Protests follow ouster of Muslim and Wiccan from Wisconsin clergy group

WAUPUN, Wis. (AP) — The first Wiccan to serve as a prison chaplain in Wisconsin and a Muslim chaplain were both ousted from the Waupun Clergy Association, which now allows only Christians as members.

Muslim Imam Ronald Beyah said last week's action included him so it wouldn't appear the group was targeting the person who caused concern, Jamyi Witch, the Wiccan chaplain.

Some state legislators and others criticized her appointment last December, but the warden at Dodge Correctional Institution said the law prevented religious discrimination.

Members of the association in this community 55 miles northwest of Milwaukee said it was founded for Christian ministers, but ambiguous bylaws meant Beyah was included two years ago, followed by Witch last December.

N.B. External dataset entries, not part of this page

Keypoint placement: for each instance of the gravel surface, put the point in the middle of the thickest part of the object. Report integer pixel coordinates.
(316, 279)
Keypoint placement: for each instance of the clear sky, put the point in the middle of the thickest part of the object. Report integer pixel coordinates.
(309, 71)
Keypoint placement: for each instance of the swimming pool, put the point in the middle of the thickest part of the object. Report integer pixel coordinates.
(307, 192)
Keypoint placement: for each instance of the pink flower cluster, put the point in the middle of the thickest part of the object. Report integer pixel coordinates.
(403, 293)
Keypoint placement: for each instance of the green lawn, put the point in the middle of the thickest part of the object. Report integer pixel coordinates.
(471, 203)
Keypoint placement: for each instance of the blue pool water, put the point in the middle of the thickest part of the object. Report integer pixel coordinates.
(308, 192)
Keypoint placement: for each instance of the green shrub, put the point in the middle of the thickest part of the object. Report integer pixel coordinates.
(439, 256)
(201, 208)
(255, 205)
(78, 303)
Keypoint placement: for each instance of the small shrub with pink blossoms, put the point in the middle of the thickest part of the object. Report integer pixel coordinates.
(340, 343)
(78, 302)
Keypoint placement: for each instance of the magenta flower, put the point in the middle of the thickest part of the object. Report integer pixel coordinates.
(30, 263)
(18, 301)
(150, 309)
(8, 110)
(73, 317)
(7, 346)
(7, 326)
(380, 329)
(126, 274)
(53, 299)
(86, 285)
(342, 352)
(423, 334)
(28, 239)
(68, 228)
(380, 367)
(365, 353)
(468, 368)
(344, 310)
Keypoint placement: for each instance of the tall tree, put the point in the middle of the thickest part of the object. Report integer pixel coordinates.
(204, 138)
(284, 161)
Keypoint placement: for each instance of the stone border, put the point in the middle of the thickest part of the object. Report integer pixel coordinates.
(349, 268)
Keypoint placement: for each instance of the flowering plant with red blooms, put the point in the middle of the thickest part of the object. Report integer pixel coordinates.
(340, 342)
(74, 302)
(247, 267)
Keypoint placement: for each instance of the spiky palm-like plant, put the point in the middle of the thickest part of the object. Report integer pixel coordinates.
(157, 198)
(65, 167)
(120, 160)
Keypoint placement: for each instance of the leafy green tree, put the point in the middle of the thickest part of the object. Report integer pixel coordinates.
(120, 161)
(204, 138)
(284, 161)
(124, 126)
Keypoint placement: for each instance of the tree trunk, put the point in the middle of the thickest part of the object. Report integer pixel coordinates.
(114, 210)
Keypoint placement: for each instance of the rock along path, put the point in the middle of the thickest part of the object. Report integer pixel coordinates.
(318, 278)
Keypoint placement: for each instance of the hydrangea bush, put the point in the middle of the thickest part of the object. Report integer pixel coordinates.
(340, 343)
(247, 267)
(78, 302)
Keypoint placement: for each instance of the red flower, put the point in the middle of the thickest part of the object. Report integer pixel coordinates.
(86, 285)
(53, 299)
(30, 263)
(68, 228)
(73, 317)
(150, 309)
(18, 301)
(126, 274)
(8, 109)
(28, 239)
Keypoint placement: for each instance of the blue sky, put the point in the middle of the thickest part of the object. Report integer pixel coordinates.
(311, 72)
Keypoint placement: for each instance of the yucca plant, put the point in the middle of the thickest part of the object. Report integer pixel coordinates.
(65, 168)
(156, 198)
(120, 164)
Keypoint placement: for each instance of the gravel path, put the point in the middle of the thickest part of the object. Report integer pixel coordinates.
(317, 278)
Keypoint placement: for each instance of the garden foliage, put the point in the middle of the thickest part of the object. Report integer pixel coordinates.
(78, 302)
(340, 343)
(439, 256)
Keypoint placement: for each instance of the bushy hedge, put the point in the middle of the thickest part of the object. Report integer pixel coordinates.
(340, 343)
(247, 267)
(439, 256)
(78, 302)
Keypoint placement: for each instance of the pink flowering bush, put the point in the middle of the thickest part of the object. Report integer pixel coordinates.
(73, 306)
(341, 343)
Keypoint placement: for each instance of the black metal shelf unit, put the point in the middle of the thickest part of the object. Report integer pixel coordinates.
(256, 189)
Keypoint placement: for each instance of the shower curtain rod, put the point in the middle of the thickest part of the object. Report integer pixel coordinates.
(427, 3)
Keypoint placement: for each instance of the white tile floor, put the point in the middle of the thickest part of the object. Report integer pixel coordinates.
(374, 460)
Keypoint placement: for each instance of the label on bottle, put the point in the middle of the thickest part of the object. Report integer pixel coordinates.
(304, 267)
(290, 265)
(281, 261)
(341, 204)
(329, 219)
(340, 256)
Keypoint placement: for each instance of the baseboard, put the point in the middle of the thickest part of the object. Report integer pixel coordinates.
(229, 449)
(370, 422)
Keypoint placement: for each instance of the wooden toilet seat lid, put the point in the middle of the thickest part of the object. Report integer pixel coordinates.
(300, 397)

Lutheran pastor Kenneth Spence, who proposed the new policy, said he had nothing against Witch and Beyah "as persons, but it's a matter of principle."

Beyah said he respects Witch as a professional and equal even though Islam strongly opposes pagan views. "She's an excellent chaplain," he said. "Her religious faith or tradition has nothing to do with her as a chaplain."

Wiccans celebrate nature and worship various gods and goddesses. Followers are sometimes called witches, though many prefer the term Wiccan.